Jettco Intl.’s Winters suggests the next noticeable trend leading the way is fashion-based collections that are 100% performance driven. The company’s Elbowgrease Athletics “street-leisure” division sells exclusively to better retailers, boutiques and
department stores.

“In this particular category, it’s all about the ‘hook up’ with sneakers and since we are vertical, and we own our factories, we are the original purveyors of this new ‘street-leisure’ category dictating this new trend as leaders,” Winters says. “Performance fabrics are all that we use, and we combine them with details like sealed seams, reflective trims, Conquer-DRI wicking and Conquer-TECH antimicrobial technologies in luxurious fabrics, finishes and blends, so we’re producing high-level performance, fashion-forward streetwear.”

Standards for Performancewear Sublimation
Performance apparel is widely known for being friendly to sublimation, a decoration process that results in vibrant designs that won’t crack, peel or fade.
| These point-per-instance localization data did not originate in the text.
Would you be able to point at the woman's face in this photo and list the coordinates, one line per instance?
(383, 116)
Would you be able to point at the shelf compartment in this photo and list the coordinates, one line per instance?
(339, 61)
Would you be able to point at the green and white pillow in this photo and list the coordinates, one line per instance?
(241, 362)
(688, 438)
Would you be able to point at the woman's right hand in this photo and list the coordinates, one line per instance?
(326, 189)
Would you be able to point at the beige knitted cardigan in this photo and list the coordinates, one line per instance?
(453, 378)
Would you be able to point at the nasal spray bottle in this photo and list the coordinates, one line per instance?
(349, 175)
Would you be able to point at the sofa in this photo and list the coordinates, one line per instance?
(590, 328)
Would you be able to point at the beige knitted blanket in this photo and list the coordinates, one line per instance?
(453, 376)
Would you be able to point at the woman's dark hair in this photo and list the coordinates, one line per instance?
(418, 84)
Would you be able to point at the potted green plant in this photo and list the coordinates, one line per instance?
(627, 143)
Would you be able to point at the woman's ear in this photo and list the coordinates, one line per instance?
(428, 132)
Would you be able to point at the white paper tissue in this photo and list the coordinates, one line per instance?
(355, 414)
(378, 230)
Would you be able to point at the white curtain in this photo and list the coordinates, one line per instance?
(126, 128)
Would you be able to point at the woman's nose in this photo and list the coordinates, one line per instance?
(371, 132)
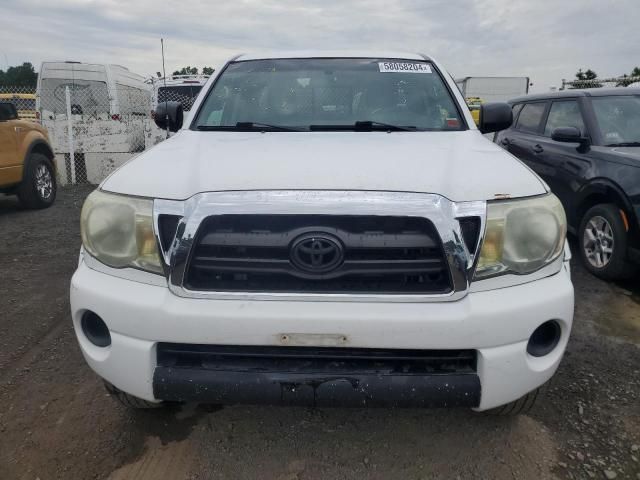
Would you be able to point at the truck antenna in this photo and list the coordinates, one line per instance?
(164, 77)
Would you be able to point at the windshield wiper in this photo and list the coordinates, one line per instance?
(365, 126)
(369, 125)
(249, 126)
(623, 144)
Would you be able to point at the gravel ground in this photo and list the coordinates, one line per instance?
(56, 420)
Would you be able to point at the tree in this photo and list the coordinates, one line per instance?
(588, 75)
(187, 71)
(629, 79)
(586, 79)
(20, 76)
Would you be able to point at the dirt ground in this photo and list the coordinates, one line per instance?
(57, 421)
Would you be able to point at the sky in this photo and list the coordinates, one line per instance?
(542, 39)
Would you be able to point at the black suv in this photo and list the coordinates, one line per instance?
(586, 145)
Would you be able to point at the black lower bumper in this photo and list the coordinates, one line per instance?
(316, 376)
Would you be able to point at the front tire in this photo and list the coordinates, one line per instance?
(130, 401)
(518, 407)
(39, 187)
(603, 241)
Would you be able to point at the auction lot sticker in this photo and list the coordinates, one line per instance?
(404, 67)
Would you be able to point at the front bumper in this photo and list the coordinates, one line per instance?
(496, 324)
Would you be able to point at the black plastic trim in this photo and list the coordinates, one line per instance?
(322, 377)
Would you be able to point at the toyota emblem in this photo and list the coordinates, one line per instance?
(317, 252)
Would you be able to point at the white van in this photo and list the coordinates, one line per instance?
(109, 105)
(99, 90)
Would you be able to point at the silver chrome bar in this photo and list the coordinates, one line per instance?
(442, 212)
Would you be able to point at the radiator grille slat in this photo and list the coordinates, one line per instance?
(252, 253)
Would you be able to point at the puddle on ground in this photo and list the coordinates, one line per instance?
(621, 317)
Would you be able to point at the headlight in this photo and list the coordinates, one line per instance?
(521, 236)
(118, 231)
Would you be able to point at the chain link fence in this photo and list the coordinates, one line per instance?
(92, 131)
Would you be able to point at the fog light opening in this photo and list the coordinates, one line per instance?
(544, 339)
(95, 329)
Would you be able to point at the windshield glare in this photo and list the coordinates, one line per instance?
(618, 118)
(300, 93)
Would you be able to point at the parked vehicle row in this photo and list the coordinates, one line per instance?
(586, 145)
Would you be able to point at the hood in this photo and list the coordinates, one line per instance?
(461, 166)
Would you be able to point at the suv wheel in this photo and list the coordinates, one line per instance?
(603, 242)
(38, 189)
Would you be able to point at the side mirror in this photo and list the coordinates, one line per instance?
(8, 111)
(495, 117)
(169, 115)
(568, 135)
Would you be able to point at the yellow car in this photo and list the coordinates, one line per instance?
(474, 105)
(25, 104)
(26, 159)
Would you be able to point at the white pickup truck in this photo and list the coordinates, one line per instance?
(325, 229)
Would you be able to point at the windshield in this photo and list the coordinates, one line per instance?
(317, 94)
(185, 94)
(618, 119)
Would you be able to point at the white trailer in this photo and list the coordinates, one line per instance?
(493, 89)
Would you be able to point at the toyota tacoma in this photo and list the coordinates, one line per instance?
(325, 230)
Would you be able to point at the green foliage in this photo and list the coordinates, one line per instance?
(20, 76)
(187, 71)
(586, 79)
(587, 75)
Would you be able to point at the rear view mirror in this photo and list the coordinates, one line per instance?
(8, 111)
(495, 117)
(568, 135)
(169, 115)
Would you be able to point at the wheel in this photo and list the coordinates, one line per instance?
(603, 242)
(129, 400)
(518, 407)
(38, 189)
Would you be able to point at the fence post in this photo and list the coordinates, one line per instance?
(72, 155)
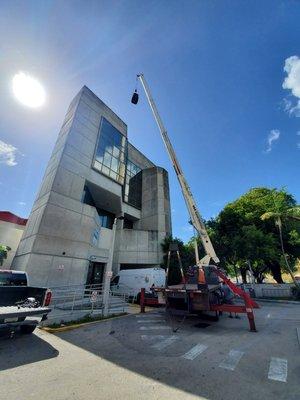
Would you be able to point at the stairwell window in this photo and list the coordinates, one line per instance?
(110, 157)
It also won’t block the performance characteristics of the apparel.
Here, Donnie Mullins, product development manager, Fruit of the Loom, provides tips for better quality and production efficiency via sublimation.
1. Polyester fibers are the only material that will accept sublimation inks.
2. For a higher color saturation, 100% polyester content is best. Lower polyester content results in less color saturation.
3. Your heat presses should be set at the specified temperatures for the sublimation inks you will use. The proper temperature usually is 400˚F, but some inks may require a different temperature.
4. Use temperature strips to test your heat presses daily. Once in the morning and once after lunch is ideal.
5. Time and pressure are key for great saturation and sharp details in your decorations. Typically, this means 40-50 PSI for about 60 seconds. Check with your vendors for ink specifications to achieve the best outcome.
6. Screen printing on sublimated materials will dye migration worse. Use the best dye-blocking inks — such as low-cure or silicone inks — to reduce migration.